Dici Napoli e la prima cosa a cui pensi è la pizza. Perché la pizza rappresenta, scusate il gioco di parole, un pezzo della cultura italiana in generale, napoletana in particolare. E allora, che cosa succede se qualcuno decide di indagare sulla qualità della pizza? Succede che non si fa attendere la protesta da parte di commercianti e pizzaioli partenopei. Questa reazione è prevedibile, visto che per loro la pizza è fonte di sostentamento. La reazione che, invece, non ci si aspettava o, comunque, non in maniera così veemente è quella del pubblico, degli oltri 2 milioni di italiani che la pizza la mangiano tutti i giorni e che non hanno esitato a difenderla a spada tratta.
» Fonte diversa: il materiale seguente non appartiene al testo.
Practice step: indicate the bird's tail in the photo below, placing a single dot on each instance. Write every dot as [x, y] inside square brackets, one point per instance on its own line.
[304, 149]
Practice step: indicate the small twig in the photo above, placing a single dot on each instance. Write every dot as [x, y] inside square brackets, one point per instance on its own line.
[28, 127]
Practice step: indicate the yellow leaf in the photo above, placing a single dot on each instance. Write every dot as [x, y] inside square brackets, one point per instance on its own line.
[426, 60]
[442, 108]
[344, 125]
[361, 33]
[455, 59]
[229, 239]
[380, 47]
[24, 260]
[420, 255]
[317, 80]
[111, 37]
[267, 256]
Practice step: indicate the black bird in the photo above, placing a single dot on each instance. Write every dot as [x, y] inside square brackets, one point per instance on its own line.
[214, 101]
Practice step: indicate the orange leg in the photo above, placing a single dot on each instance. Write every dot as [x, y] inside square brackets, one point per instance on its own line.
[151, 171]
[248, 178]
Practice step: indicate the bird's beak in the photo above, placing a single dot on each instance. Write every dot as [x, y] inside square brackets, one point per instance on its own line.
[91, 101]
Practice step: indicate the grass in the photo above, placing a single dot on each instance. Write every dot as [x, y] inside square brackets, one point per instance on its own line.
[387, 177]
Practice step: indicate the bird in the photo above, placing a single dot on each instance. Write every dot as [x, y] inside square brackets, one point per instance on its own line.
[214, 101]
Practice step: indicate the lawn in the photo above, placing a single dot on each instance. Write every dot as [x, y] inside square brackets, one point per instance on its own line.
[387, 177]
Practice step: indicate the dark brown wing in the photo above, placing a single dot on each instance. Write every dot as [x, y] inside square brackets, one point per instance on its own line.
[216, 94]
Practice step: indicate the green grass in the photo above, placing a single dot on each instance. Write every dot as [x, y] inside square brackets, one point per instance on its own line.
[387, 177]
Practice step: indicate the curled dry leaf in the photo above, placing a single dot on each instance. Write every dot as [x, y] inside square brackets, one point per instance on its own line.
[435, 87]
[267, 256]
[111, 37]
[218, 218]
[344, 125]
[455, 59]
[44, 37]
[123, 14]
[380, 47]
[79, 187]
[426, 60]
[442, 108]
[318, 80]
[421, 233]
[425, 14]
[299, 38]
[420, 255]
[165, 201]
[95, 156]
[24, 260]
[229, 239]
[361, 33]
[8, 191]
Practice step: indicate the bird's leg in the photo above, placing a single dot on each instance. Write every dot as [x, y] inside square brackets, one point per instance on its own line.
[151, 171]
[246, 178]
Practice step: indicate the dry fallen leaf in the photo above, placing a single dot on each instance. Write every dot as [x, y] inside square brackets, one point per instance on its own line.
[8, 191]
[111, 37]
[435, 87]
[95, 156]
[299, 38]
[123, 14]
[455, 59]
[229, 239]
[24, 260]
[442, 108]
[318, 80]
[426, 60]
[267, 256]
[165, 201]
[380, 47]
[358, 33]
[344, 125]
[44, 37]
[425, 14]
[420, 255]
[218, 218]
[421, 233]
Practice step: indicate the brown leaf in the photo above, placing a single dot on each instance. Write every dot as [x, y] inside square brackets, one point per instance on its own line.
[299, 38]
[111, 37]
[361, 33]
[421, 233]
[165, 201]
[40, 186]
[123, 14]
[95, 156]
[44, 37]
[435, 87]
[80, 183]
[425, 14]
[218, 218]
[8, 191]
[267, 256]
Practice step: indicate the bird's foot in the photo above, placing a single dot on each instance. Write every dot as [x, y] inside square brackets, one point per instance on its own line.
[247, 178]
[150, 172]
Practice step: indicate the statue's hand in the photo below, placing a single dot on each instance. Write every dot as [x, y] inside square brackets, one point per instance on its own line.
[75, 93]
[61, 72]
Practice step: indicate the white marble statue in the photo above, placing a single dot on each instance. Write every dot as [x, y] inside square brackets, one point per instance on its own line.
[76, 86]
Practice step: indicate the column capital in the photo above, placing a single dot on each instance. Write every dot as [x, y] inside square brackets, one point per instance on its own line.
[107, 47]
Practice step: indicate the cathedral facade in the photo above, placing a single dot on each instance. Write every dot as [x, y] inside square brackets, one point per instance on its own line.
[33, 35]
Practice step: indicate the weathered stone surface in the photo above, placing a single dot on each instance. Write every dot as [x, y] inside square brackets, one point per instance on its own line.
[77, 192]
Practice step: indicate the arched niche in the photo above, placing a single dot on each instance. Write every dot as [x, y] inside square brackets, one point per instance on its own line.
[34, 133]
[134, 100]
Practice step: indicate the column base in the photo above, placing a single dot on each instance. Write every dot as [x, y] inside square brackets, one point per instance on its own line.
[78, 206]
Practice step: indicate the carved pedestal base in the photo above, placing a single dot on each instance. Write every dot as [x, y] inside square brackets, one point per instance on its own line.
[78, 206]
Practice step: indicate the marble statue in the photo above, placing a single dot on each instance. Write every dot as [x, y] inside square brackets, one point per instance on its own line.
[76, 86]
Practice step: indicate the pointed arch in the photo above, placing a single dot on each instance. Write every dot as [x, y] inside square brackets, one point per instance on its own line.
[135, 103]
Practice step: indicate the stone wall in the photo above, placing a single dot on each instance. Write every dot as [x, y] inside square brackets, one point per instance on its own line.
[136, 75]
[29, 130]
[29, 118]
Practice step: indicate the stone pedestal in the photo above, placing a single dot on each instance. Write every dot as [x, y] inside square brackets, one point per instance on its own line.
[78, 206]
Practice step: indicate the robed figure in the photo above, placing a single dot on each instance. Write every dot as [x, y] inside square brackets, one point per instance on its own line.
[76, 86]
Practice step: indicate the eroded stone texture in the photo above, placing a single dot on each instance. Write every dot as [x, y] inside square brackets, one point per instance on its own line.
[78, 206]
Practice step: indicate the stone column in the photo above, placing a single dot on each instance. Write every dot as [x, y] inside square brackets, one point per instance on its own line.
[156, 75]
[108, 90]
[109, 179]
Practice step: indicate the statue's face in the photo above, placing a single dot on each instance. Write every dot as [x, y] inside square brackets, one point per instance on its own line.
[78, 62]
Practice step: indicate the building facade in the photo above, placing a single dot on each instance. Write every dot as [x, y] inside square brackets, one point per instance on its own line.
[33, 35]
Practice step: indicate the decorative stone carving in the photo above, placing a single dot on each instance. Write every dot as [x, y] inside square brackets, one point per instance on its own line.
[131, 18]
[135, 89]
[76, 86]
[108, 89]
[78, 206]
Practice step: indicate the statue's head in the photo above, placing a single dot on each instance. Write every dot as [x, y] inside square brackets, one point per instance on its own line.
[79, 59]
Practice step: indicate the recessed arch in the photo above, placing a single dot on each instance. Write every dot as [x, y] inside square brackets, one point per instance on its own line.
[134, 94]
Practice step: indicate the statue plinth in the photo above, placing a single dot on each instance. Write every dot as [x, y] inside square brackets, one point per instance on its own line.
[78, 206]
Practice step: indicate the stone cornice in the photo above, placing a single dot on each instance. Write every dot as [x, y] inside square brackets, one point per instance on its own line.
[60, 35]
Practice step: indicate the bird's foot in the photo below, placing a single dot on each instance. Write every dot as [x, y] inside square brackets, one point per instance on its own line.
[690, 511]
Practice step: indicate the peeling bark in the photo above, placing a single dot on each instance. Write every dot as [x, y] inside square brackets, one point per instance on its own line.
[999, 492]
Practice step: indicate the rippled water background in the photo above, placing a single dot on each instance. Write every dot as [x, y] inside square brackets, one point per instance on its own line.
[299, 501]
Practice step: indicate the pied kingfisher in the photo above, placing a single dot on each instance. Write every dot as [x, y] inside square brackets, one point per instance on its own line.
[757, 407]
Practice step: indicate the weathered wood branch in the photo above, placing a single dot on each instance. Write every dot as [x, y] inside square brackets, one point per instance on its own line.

Ma, andiamo con ordine. Quel qualcuno che ha realizzato l’inchiesta sulla pizza è Bernardo Iovene, giornalista della trasmissione di Rai3 “Report”, condotta da Milena Gabanelli. La domanda che si pone e che pone Iovene è: la pizza è cancerogena? Per rispondere a questo quesito prende in esame ingredienti e preparazione della stessa.
Partiamo dagli ingredienti: farina, mozzarella, pomodoro e olio.
La farina – la pizza viene preparata utilizzando farina 00, che è una farina nociva. Infatti, si ottiene attraverso la macinazione industriale del chicco di grano, che comporta l’eliminazione del germe (ovvero il cuore nutritivo del chicco, che contiene aminoacidi, acidi grassi, sali minerali, vitamine del gruppo B e vitamine E) e della crusca (la parte più esterna, particolarmente ricca di fibre). Tutto questo porta ad un impoverimento della materia prima: da questa macinazione si ottiene, infatti, una farina raffinata, che si mantiene a lungo e rende gli impasti soffici ed elastici, ma che presenta un’elevata concentrazione di zuccheri.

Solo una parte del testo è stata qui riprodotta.